Montreal - A North American environmental commission has dismissed an application by two Mexican animal-rights groups that say the seal hunt violates an international agreement on environmental protection.

A submission by the groups asserted that Ottawa is not enforcing its own laws with respect to the harp seal hunt in the Gulf of St. Lawrence and along the Newfoundland and Labrador coast.

Specifically, they said Canada is not enforcing regulations prescribing the methods and instruments that are allowed to kill seals.

The Commission for Environmental Co-operation recently ruled that it couldn't consider the submission because it does not assert a failure to effectively enforce environmental law.

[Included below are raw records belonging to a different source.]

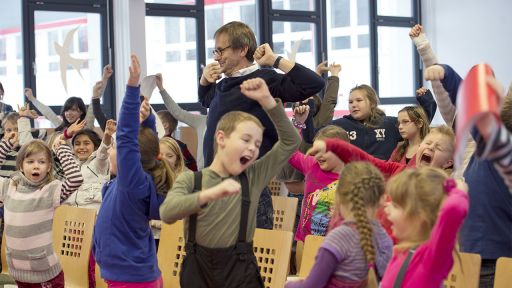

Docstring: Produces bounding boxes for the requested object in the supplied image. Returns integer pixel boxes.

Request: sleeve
[412,33,455,125]
[57,145,84,203]
[441,64,462,105]
[253,99,301,185]
[423,188,469,274]
[84,105,94,129]
[325,139,406,177]
[116,86,149,198]
[32,99,62,127]
[197,83,217,108]
[313,76,340,127]
[284,247,339,288]
[416,89,437,125]
[18,117,34,146]
[91,98,108,131]
[160,90,206,129]
[473,123,512,189]
[160,172,201,224]
[265,63,325,102]
[94,141,110,175]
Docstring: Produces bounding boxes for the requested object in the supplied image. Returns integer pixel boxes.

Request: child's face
[64,105,82,123]
[217,121,263,175]
[398,111,418,140]
[108,142,117,175]
[416,131,453,169]
[348,90,371,121]
[315,151,344,172]
[73,134,94,161]
[21,152,51,183]
[160,144,176,169]
[384,201,414,241]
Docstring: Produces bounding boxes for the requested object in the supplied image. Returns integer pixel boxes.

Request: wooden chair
[272,196,299,232]
[157,220,185,287]
[443,252,482,288]
[253,229,293,288]
[494,257,512,288]
[268,178,281,196]
[53,206,96,288]
[299,235,325,278]
[0,230,16,287]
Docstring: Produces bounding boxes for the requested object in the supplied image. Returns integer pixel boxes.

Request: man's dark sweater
[199,64,324,167]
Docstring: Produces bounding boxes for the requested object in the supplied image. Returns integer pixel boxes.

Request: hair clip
[443,178,457,193]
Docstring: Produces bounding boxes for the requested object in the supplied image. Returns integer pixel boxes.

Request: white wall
[422,0,512,87]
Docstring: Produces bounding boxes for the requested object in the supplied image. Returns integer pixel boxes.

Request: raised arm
[409,25,456,125]
[25,88,62,127]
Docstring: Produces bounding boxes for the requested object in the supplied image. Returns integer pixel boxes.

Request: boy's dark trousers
[180,171,264,288]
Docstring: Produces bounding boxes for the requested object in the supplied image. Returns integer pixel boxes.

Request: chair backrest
[299,235,325,278]
[268,178,281,196]
[253,229,293,288]
[443,252,482,288]
[157,220,185,287]
[53,205,96,288]
[272,196,299,231]
[494,257,512,288]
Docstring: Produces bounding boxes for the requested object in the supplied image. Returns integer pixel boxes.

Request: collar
[224,64,258,78]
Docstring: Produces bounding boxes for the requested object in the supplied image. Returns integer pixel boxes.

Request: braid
[349,177,375,264]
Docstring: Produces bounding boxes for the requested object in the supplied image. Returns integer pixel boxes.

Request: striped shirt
[0,140,83,283]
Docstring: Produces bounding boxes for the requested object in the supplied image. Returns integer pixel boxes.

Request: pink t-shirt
[288,151,339,241]
[381,189,469,288]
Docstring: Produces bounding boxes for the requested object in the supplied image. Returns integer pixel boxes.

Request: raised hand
[127,54,140,87]
[254,43,277,66]
[200,61,222,86]
[25,88,36,102]
[18,103,39,119]
[66,119,87,138]
[315,60,329,76]
[102,64,114,82]
[416,87,428,97]
[293,102,309,124]
[104,119,117,136]
[425,65,444,81]
[155,73,164,91]
[139,97,151,123]
[306,140,327,156]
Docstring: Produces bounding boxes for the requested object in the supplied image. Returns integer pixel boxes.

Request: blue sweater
[199,64,325,167]
[441,65,512,260]
[93,86,164,282]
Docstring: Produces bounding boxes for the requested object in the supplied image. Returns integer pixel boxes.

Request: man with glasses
[198,21,325,229]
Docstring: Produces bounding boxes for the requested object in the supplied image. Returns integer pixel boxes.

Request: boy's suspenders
[185,171,251,253]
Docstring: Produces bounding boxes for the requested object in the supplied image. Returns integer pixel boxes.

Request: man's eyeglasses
[212,45,231,57]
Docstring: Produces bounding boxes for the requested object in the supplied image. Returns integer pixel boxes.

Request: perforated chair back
[53,205,96,288]
[157,220,185,287]
[272,196,299,232]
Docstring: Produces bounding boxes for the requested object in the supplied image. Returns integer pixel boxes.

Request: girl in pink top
[389,102,430,167]
[288,125,349,241]
[381,167,469,288]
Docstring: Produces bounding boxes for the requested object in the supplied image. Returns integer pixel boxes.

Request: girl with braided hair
[285,162,393,288]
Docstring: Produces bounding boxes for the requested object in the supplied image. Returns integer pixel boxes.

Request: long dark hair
[55,97,87,131]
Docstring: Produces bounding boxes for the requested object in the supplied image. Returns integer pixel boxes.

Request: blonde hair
[314,125,350,142]
[335,162,384,287]
[16,140,54,187]
[350,84,386,127]
[391,106,430,161]
[214,111,265,153]
[160,137,185,175]
[138,128,176,195]
[386,167,448,251]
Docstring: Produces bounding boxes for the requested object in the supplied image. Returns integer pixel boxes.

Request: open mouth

The commission was established by Canada, the United States and Mexico to address environmental issues, with a focus on those arising from the North American free-trade agreement.

Under its rules, anyone can submit a claim alleging that NAFTA countries have failed to effectively enforce environmental law.

In New York yesterday, Prime Minister Stephen Harper defended the annual seal hunt, saying it is "dedicated today to humane and regulated practices."

"The seal population is exploding in Canada - it's not an endangered species by any means," he said after a speech to the Council on Foreign Relations.

Mr. Harper called the hunt "a small industry of animal husbandry."

"There is no reason to discriminate against it any more than any other industry of animal husbandry," he said. "We will not be bullied or blackmailed into forcing people out of that industry who depend on the livelihood based on things that are simply on stories and on allegations that are simply not true."